I had recently a great discussion about the advantages of RNN/LSTM in time series analysis in comparison to other Neural Networks like MLP or CNN.
The other side said, that:
The NN just have to be deep enough to model the time connections
RNNs are just used, because they are faster
With RNN the older (e.g. t-20) timepoints are not that relevant in comparison to the newer timepoints (e.g. t-1), because the data from older timepoints have to go through all neurons until the weight is updated in this neuron.
It is easier to understand the weight matrix of normal NN in comparison to RNN to understand partly the behavior of the NN
My answer to that was:
Everyone suggests using the LSTMs for times series analysis
It can consider the time better in comparison to a sliding window approach especially if the length of the sequence is quite long
To 3. That happens just if you use vanilla RNN instead of LSTM, because of the gradient explosion
So I know that I did not answer him completely (and maybe not correctly) and I am now really interested in the real reasons why LSTMS are suggested the most of the times. Maybe he is right?

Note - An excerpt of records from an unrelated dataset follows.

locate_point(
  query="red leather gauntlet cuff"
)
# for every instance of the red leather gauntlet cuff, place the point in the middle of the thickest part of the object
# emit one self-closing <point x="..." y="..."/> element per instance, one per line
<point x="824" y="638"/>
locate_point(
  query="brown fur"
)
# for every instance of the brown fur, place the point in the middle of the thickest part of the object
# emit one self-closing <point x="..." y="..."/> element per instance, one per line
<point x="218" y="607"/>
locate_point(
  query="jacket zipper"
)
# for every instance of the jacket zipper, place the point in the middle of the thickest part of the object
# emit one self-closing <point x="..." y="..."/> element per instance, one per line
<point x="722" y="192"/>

What do you think?
- Can a normal NN model the time connections the same way like a RNN/LSTM does when it is just deep enough?
- Does an RNN need more or less data in comparison to a NN to get the
same/ better results?
- Are there time series where normal NN or RNN/LSTM perform better?
- Is it time data depended which Model will perform the best or are there some guidelines?
- Can the NN behavior be understood better than the RNN behavior?